Réactions indignées de J.F. Touzé au discours de F. Hollande sur la responsabilité de "la France". Le Figaro, abonde dans la confusion...

Publié le 22 Juillet 2012

Jean-François Touzé / 22 juillet 12:00 / Jean-François Touzé Président des Nouveaux Républicains

Ces propos de Français Hollande sont indignes et attentatoires à l'honneur de la France.

 Ce n'est pas la France qui a commis ces actes abominables. C'est l' "Etat français", régime totalitaire et abject basé sur l'idée de la contre révolution, du refus de la République et de la négation de l'humanisme français.

 La barbarie nazie a trouvé en Vichy un complice en même temps qu'un instrument. Elle a trouvé dans la collaboration de ceux qui, depuis longtemps, avaient choisi leur camp, les éléments  faciliteurs de ses crimes.

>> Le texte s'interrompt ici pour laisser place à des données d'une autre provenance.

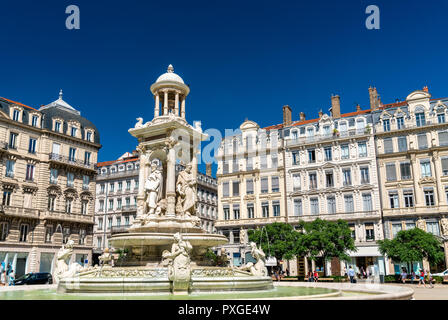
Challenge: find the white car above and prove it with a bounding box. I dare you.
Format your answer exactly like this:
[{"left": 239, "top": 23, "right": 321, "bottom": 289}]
[{"left": 432, "top": 269, "right": 448, "bottom": 277}]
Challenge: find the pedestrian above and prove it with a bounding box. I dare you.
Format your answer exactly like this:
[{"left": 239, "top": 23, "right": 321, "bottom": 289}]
[
  {"left": 348, "top": 266, "right": 355, "bottom": 283},
  {"left": 401, "top": 268, "right": 408, "bottom": 284}
]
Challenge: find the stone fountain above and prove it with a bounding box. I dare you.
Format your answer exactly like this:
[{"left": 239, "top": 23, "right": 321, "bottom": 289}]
[{"left": 55, "top": 65, "right": 273, "bottom": 294}]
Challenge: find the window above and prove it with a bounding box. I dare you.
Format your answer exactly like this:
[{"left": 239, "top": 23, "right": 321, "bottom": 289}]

Elle a trouvé, enfin et hélas dans la lâcheté obéissante ou la passivité active de certains fonctionnaires, bien trop nombreux il est vrai, l'outil de sa monstruosité.

 Ce régime n'était pas la France même si une majorité de Français a laissé faire, parce que la majorité laisse toujours faire. 

 la France était à Londres avec De Gaulle. la France était au Tchad puis sur tous les champs de bataille avec Leclerc. La France était à Bir Hakeim. la France était aux Glières. La France était à Monte Cassino. La France était dans les yeux de ceux qui furent attachés au poteau du Mont Valérien ou de la Grande cascade du bois de boulogne et qui mourraient en chantant la Marseillaise. La France était dans l'esprit de cette immense résistante Renée Meyer, petite fille du Grand Rabbin de France, qui avant de mourir décapitée à Cologne écrivait " je suis une patriote française. mon seul regret est ne n'avoir pas fait plus pour mon pays".La France était dans les maquis. la France était dans le coeur, l'âme et le corps de ceux qui mourraient sous les coups des bourreaux à runes d'argent. la France était dans les actes des Justes. la France était à Birkenau ou à Mathausen. la France était Dans les V de la victoire que tant et tant d'anonymes dessinaient sur les bancs des jardins publics. 

 La France était derrière De Gaulle qui l'a incarnée pendant cinq ans en même temps qu'il ETAIT la République.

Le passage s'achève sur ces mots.